A DJ was attacked early Saturday morning at a Lynnwood bar. National groups that monitor hate groups say those arrested in connection with the attack at the Rec Room Bar and Grill are known "white supremacists."

That came as a big surprise to those at the Rec Room Bar. They say the bar is run as a place that welcomes everyone. They are still reeling from the altercation that unfolded early Saturday morning.

"For something like [that] to have happened was incredibly terrifying," said Jason Baum, the bar's general manager, his voice betraying the terror still hanging over him, more than 18 hours later.

He says a group of people he thought were in a social club walked into the Rec Room Bar his family owns just after midnight early Saturday.

Soon after ordering drinks, they began a racial assault on his friend and DJ, an African-American man, he said. He jumped in to help.

"That's what a friend does," Baum said.  "A friend's not going to stand back and watch another friend in need."
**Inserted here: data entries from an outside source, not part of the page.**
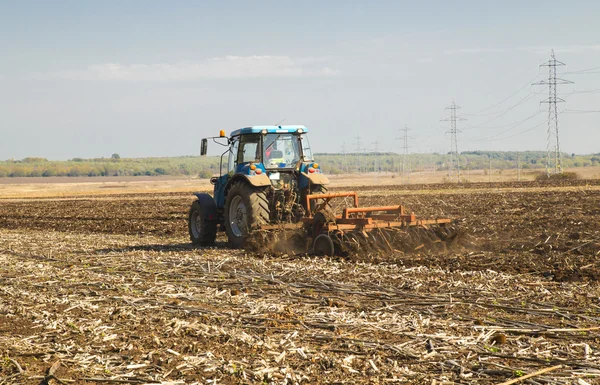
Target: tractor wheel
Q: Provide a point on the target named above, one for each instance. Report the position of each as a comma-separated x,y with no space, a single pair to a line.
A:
203,230
246,208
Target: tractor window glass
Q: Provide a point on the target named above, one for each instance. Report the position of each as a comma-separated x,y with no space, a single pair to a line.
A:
281,151
249,150
306,151
232,155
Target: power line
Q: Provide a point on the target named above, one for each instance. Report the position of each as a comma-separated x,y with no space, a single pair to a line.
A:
580,111
583,72
553,101
503,112
454,160
503,100
512,126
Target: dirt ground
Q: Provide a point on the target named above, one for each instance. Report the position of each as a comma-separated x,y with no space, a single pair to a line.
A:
106,288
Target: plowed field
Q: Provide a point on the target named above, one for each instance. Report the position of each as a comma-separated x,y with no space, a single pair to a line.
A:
109,290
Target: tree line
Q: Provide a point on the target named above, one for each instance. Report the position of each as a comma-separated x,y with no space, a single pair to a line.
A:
205,167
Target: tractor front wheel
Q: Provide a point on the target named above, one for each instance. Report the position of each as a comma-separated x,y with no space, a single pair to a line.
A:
202,228
246,209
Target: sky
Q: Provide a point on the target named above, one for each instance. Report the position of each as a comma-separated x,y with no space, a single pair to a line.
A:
87,79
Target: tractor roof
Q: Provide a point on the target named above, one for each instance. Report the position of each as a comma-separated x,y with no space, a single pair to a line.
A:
270,130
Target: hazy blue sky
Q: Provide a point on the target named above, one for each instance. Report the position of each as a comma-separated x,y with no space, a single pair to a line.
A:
151,78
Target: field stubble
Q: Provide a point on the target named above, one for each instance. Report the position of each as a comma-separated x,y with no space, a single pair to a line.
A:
111,290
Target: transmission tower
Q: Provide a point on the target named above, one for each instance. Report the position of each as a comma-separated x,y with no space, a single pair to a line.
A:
357,143
454,158
405,156
375,155
552,142
344,160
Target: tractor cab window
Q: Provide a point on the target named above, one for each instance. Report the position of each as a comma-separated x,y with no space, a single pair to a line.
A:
306,151
249,149
233,154
281,150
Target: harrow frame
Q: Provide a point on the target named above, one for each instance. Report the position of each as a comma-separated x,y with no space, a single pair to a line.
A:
322,225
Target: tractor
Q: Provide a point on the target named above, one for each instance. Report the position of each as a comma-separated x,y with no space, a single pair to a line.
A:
269,173
271,182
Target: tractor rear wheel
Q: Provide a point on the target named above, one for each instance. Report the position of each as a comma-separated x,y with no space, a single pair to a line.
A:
246,209
202,229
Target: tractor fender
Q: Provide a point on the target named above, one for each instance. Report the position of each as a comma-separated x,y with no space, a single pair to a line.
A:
254,180
316,178
208,205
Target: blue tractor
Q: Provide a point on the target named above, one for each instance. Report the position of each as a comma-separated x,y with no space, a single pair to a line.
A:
269,173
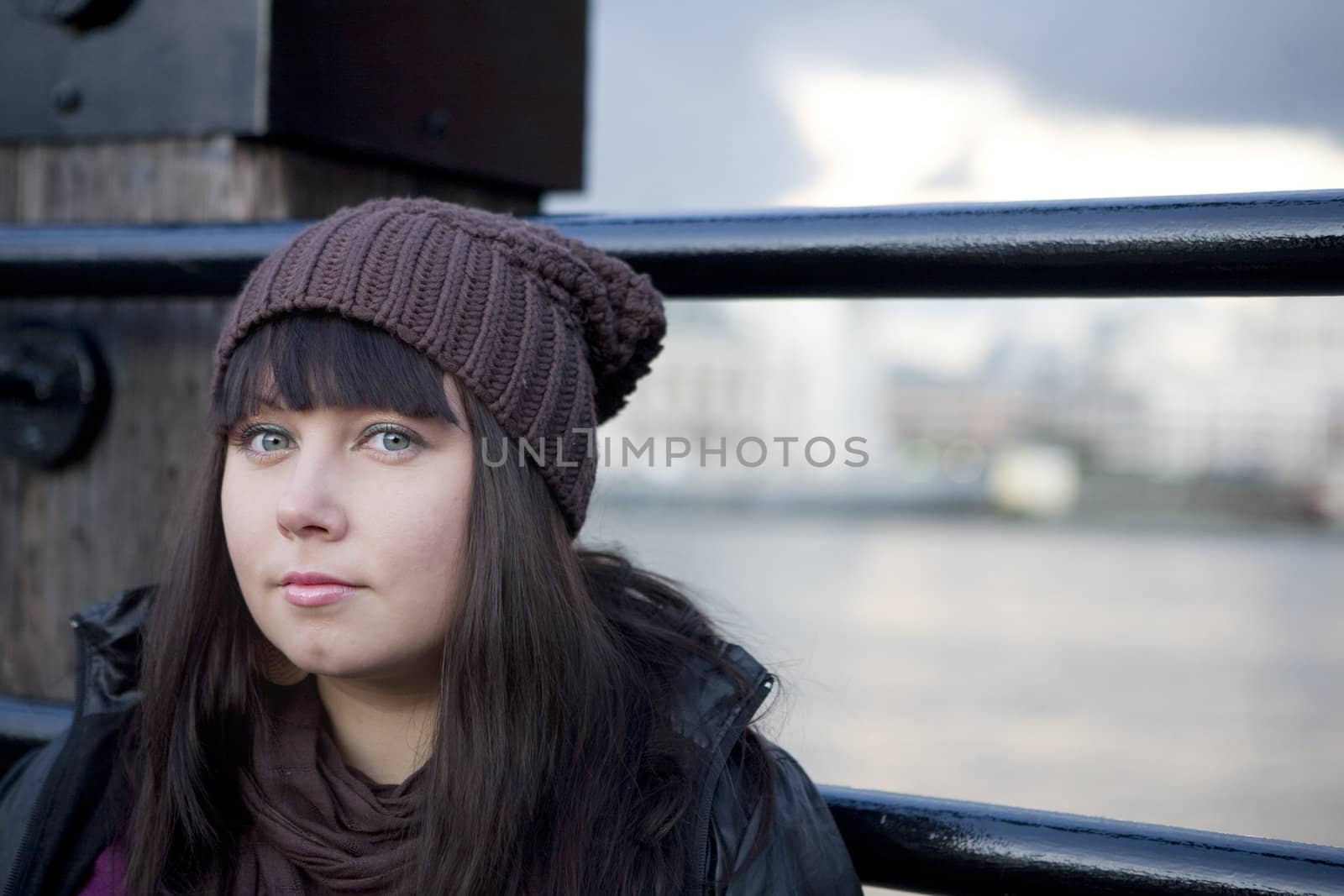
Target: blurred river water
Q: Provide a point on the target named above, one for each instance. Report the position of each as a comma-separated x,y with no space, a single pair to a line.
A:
1180,676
Snohomish County sheriff's deputies say they got 911 calls that a brawl had broken out in the Rec Room. They arrived as several suspects fled.  It took help from Everett and Lynnwood police as well as the Washington State Patrol to bring it under control.

"And determined they had probable cause to arrest a number of people for a number of crimes," said Snohomish County Lt.  Jeff Brand by telephone.  He says eight people were arrested.

National organizations that monitor hate groups say at least two of them are known white supremacists, Travis Condor of Philadelphia, Pennsylvania, and Cory Thomas Colwell of Eugene, Oregon.

Baum says he and the DJ fought off 10 people. Now both are nursing concussions.

"Shaky, emotional, hard to focus every once in a while," said Baum when asked how he is doing.

He says his Filipino-American mother bought this bar four years ago as a place of tolerance.  So what happened here is devastating.

"We're a minority-owned bar that is just trying to pay our bills and support our community," Baum said, "and do things to give back."

What happened here was likely out of his control.

The national organizations that monitor these groups say Saturday was the 34th anniversary of the death of Robert Jay Mathews, a martyr in the white supremacist movement.

He was shot to death by federal agents on Whidbey Island on Dec. 8, 1984.

The eight people arrested early Saturday should make a first court appearance Monday.